Most DC-Baltimore area federal workers to get 3.52% raise
Most federal employees in the Washington-Baltimore area will receive a 3.52% raise in January, the largest increase in the locality-based pay system for white-collar federal workers, under an order President Donald Trump signed Thursday.
The order was needed to finalize the raise Trump signed into law Dec. 20 as part of a larger bill, providing a 2.6% across-the-board increase, plus an average 0.5 percentage points paid in varying amounts among four dozen city zones and a catchall “locality” for areas outside those zones.
The raise will be effective with the first full pay period of the new year, which for most federal employees will begin Jan. 5. It will be the largest increase for federal workers in a decade, a period that included a three-year freeze over 2011-2013 and raises in other years in the 1% to 2% range.

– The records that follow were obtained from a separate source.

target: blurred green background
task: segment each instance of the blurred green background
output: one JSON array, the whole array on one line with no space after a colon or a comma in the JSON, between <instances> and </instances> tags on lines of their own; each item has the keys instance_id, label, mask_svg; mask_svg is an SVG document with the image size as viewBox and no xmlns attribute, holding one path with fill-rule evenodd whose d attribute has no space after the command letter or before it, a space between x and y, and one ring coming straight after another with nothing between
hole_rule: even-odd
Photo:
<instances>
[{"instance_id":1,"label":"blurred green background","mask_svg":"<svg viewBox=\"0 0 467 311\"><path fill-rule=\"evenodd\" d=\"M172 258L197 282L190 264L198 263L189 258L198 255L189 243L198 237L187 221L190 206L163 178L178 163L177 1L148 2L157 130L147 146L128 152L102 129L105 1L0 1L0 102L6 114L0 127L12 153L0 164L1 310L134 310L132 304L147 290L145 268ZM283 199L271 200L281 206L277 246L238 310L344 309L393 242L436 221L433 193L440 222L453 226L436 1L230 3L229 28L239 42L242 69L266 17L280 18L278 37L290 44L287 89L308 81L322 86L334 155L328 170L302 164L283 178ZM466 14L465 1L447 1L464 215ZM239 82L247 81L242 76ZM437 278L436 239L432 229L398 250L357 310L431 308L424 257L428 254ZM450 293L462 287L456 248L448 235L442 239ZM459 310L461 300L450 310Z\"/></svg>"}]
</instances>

The increases by locality are based on an advisory council’s comparisons of federal and private-sector salary rates using Bureau of Labor Statistics data. Raises are based on where employees work, not where they live.
The Washington-Baltimore locality encompasses not only those cities and their close-in suburbs but also much of Maryland and northern Virginia and reaches into eastern West Virginia and south-central Pennsylvania.
The San Francisco and Seattle areas will receive the next-largest boost, 3.4% each, with the San Diego, Los Angeles and New York areas getting between 3.3% and 3.4% raises. The smallest raise, 2.85%, will be paid in the catchall locality, called the “rest of the U.S.”
The raises apply to employees under the General Schedule, the salary system covering most white-collar federal employees below the executive level. Raises for blue-collar employees are limited to the local white-collar amount.
Career employees in the Senior Executive Service and in nonexecutive positions at similar levels receive raises based on performance ratings. They are paid within a range that for most will top out at $197,300.
The order brings to an end a year of up and down prospects for raises for the 2.1 million executive branch employees outside the U.S. Postal Service. Trump initially recommended paying no increase for 2020 but then in late summer backed a 2.6% increase, to be paid across the board. Meanwhile the House had voted for the 3.1% average total amount.
The Senate never took a position, effectively supporting 2.6%, but both the Senate and the White House ultimately agreed to the 3.1% figure, split as the House had proposed, as part of a measure to fund federal agencies through the 2020 budget year.